Tag each with the relevant subcategory from the taxonomy

Cluster and deduplicate:

Merge near-duplicate themes. Examples:
- "AI code review" + "LLM-powered code review" + "automated PR review" -> "AI-Powered Code Review"
- "shift-left security" + "developer-first security" -> "Developer-First Security Tooling"
Pick canonical names that are specific enough to be useful, generic enough to cover the cluster

Filter low-yield themes (Phase 1 radar requirement):

After clustering, drop any theme that produces fewer than 3 mappable companies in Step 7. A theme without investable companies is signal noise — better to surface 6 themes × 8 companies than 12 themes × 2 companies.

Operationally: do a quick first pass through Step 7's company mapping for each candidate theme. If a theme yields fewer than 3 companies (across seed map, evidence, and GitHub data combined), drop it from the radar before scoring momentum. Note the dropped themes in the persistence record so future scans can detect when a previously-dropped theme starts producing companies.

Score each theme -- Momentum (1-10):

Assign a transparent momentum score. For each theme, weigh these factors:

Factor	Weight	What to look for
Recency	High	Are discussions from the last 1-2 weeks?
Source diversity	High	Does it appear across multiple independent sources?
Repetition density	Medium	How many distinct mentions vs one viral post?
Engagement signals	Medium	High upvotes/comments/stars on related content?
Novelty	Medium	Is this a NEW conversation or evergreen background chatter?
Technical specificity	Low	Specific tools/approaches mentioned vs vague hand-waving?
GitHub velocity	Low	Are related repos showing star acceleration?

Rubric:

8-10: Breakout -- multiple sources, very recent, specific tools named, high engagement, new conversation
5-7: Rising -- clear signal but fewer sources, or overlaps with existing known trends
3-4: Ambient -- mentioned but not clearly accelerating, could be background noise
1-2: Faint -- single source, low engagement, or possibly stale

You MUST explain how you arrived at each score in 1-2 sentences.

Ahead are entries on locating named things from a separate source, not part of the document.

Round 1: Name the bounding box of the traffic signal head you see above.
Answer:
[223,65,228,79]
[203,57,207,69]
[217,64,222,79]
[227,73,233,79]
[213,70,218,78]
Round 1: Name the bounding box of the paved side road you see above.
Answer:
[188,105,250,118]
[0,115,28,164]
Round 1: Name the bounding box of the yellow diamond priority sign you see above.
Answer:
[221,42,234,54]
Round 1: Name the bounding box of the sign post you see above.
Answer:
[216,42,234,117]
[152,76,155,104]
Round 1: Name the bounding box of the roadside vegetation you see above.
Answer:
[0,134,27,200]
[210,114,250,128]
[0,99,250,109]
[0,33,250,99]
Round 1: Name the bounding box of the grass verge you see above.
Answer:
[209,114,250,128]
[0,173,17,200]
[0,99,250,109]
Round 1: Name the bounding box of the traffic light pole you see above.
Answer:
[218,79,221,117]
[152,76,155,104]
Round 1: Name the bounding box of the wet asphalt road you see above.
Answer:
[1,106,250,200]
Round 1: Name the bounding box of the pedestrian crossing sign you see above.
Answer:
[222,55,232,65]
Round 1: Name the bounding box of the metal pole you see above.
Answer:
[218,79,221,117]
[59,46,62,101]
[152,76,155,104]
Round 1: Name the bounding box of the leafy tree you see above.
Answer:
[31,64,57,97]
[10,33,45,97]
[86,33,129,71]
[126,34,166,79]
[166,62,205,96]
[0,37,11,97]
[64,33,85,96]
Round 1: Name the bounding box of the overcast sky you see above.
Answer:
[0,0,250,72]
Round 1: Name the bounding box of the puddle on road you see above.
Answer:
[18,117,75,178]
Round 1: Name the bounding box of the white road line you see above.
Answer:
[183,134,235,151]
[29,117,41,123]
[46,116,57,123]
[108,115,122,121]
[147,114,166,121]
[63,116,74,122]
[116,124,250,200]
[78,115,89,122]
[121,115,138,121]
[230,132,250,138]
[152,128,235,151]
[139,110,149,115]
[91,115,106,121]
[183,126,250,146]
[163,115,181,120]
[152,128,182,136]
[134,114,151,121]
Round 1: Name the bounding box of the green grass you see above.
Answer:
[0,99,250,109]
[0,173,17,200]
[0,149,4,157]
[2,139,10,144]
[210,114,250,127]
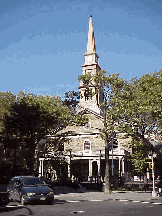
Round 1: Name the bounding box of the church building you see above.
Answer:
[39,16,130,182]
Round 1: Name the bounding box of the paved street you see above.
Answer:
[0,200,162,216]
[0,191,162,216]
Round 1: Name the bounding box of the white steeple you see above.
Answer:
[77,15,103,115]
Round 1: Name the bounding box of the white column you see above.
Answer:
[39,158,42,177]
[119,157,120,177]
[89,159,93,176]
[67,159,70,178]
[41,160,44,176]
[97,160,101,175]
[122,158,125,175]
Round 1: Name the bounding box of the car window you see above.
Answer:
[22,178,45,185]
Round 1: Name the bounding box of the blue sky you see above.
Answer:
[0,0,162,97]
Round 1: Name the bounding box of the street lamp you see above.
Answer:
[150,151,157,197]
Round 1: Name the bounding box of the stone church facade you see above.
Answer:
[39,16,130,181]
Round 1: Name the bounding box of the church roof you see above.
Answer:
[79,108,104,119]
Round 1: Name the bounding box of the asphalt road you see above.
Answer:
[0,200,162,216]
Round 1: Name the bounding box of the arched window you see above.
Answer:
[83,140,91,153]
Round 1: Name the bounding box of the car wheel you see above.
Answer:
[47,201,53,205]
[20,195,26,205]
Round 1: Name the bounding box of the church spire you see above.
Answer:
[87,15,96,53]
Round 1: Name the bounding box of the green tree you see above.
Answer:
[79,70,124,193]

Rate confidence (low / medium / high):

High: Multiple independent sources, specific evidence, corroborated
Medium: Clear signal but limited sources or partially inferred
Low: Thin evidence, single source, or extrapolated

Assess investment timing (early / mid / late):

Early: Problem is being discussed, OSS projects emerging, no clear commercial winners
Mid: Commercial players exist, some funding, category is forming
Late: Well-known category, established players, late-stage rounds

Hype vs Durable verdict: One blunt sentence. Example: "Durable -- real pain point with multiple well-funded solutions." or "Likely hype -- single viral post driving most of the signal, unclear staying power."

Theme tags will be computed in Step 9, AFTER the theme index is updated (compute-tags reads post-update counts). Do not pre-compute tags here.

Step 7: Map Companies

For each surviving theme (after Step 6 filtering), identify 8-12 relevant companies using three sources:

Seed map: Check company_aliases.json — does any known company map to this theme?
Evidence: Were any companies/projects mentioned in the search results for this theme?
GitHub data: Do any trending repos from Step 5 relate to this theme?

Target: 30-50 total companies across the radar. This is the centerpiece of the output, not an accessory. For all, spread coverage across sector sections and avoid letting AI infra crowd out every other sector.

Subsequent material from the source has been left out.